By the way if you have a long-running or stuck Farm Backup, that is a seperate issue.  Normally you'd see that complete in a matter of minutes (or hours if you have a lot of data).  You'll probably want to kill that job (reset the Timer service).  
rochestermnAuthor Commented:
Gotcha.  Thanks for the tips.  I will setup a maintenance plan for all the dbs in the sharepoint app.

Im still wondering though where do I set the sql server name in sharepoint ie the db connection string?

It will have to change to the new instance name.  I cant find this anywhere.
Greg BurnsSQL / SharePoint ConsultantCommented:
There is no single connection string used by SharePoint (and different services use their own connection configurations anyway).  What I would do is use the built-in SQL Client Configuration tool. It's very old, but it always seems to work.  Go to a run prompt and type  "Cliconfg".  Click on the ALIASES tab.  Pretty simple.  Once you restart services they should connect to the new instance using the old instance name.
rochestermnAuthor Commented:
Im not following you at all on that last post.  I ran that clsconfig but im not sure what that utility is for.

Im just trying to point sharepoint to a new database server instance.
Greg BurnsSQL / SharePoint ConsultantCommented:
On your SharePoint server, do the following:

1. At the command prompt, type CLICONFG (yes, it has a weird spelling) and press enter.  The SQL Server Client Network Utility will open.
2. Click the "Alias" tab.  This is where you define aliases for connections to SQL Server that originate from this machine.  This will configure every outbound connection to SQL Server.
3. Click the Add button.  You will see a dialog where you can specify the alias and its target, as well as what protocol to use to connect.
4.  Clck the radio button for TCP/IP.
5. In the Alias field, type the name of your old SQL instance.  It might be something like MyOldServerName\SharePoint.  If you don't know the instance name, you can go to central admin --> System Settings --> Manage Servers In Farm and see what the "Configuration Database Server" is.  
6. In the Server Name field, type the entire instancename of the new instance.  (e.g. MyNewServer\MyNewInstance).
7. If the new instance is running on the default port, you can leave the "Dynamically determine Port" box checked.  
8. Click OK.  Click OK.  

You now have an alias to your new instance, and all services on your SharePoint server will THINK they are connecting to the old instance name, but they will be automatically redirected to the new instance name.  This is all you need to do; you don't need to reconfigure any connections in Central Admin.

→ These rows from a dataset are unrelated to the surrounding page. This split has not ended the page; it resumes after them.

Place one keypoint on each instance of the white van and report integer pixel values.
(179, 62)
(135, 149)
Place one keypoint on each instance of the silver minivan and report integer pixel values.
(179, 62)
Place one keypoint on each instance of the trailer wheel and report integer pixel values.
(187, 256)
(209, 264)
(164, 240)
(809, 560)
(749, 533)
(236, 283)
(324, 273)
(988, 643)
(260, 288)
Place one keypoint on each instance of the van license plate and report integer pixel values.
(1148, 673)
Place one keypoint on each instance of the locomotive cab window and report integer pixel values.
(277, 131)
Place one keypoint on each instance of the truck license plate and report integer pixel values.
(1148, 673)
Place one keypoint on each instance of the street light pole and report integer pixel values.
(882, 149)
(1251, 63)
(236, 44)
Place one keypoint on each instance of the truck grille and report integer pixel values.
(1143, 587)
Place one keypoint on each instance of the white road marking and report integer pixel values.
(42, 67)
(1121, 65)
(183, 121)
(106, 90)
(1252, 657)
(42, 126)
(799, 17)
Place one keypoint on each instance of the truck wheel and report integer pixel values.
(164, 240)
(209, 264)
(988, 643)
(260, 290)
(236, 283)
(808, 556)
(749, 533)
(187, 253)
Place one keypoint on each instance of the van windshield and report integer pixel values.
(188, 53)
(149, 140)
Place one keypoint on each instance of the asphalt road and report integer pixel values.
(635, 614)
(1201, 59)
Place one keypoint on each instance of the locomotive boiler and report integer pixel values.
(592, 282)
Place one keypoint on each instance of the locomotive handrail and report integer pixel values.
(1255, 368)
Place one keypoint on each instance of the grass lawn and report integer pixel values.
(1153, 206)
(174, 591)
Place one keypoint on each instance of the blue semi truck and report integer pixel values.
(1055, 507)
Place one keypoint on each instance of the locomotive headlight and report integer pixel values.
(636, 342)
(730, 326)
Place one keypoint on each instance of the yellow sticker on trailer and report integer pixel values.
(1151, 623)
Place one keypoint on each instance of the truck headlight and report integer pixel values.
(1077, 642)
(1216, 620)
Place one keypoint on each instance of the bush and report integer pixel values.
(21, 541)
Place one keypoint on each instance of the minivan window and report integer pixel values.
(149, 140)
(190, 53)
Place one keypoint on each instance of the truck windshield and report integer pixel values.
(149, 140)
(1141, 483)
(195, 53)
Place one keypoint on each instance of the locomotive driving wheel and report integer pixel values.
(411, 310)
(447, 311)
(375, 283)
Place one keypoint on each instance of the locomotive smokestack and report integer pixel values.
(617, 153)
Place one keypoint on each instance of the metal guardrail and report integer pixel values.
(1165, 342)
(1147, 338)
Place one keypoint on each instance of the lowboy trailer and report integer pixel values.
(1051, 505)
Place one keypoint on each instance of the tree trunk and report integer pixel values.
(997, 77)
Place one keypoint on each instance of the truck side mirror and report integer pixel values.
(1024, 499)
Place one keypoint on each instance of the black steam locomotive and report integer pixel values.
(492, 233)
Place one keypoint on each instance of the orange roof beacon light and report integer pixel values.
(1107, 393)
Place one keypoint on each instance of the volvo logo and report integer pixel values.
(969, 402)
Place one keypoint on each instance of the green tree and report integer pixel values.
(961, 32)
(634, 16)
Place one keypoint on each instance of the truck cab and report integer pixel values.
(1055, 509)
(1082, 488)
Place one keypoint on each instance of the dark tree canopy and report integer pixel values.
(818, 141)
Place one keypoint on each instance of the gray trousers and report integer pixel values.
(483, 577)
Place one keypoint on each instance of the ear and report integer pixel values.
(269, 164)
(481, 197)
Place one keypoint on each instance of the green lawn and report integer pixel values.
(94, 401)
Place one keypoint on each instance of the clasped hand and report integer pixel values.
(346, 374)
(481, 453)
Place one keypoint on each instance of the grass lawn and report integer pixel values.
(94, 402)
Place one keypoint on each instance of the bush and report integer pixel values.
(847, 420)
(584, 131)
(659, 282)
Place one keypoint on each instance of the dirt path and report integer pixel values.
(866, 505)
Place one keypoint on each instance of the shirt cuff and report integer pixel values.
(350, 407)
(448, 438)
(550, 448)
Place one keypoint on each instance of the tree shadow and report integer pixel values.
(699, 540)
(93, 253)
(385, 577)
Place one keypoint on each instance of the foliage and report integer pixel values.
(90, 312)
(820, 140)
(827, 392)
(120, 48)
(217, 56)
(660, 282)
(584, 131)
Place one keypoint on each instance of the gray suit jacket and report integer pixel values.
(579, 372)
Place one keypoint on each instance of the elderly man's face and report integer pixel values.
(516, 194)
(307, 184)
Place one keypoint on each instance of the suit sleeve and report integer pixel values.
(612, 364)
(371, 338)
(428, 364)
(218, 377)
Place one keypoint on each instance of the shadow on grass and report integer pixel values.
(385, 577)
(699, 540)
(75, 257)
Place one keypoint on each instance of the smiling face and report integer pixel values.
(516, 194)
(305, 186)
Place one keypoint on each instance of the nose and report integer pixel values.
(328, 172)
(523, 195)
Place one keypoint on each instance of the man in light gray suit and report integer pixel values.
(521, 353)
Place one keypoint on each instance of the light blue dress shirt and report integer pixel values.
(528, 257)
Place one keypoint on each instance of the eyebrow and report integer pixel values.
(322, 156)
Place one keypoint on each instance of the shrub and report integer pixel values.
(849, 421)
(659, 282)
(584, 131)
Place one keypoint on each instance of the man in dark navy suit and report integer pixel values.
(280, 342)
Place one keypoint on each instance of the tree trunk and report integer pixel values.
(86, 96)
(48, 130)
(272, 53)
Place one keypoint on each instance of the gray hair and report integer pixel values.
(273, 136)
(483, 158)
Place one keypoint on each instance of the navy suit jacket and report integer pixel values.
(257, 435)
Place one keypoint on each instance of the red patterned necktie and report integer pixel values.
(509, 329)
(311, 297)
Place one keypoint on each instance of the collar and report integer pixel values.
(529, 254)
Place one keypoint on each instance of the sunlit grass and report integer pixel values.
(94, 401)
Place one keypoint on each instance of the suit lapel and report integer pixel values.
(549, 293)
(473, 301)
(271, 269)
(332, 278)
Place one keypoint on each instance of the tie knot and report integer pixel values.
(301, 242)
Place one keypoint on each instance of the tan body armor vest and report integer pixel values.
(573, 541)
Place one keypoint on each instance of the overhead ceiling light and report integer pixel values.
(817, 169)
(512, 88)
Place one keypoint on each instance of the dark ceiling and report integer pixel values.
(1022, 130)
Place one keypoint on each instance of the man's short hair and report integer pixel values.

What I was saying in my previous post is that, unlike your average web application (which has a config file where a single connection string is configured), SharePoint is a massive beast designed for scalability.  Each service application is its own entity, and each of the different web services have its own configuration.  You could certainly go and reconfigure each service point and even rename databases if that's what you want.  There is more about that here from Microsoft:

I was just trying to save your some time and stress by offering a simple way to move everything at once.  The SQL Alias is designed for just that purpose and it is, in fact, considered a best practice to use aliases for all SharePoint deployments.  
rochestermnAuthor Commented:
We have decided to install a new sharepoint web instance and restore the content db.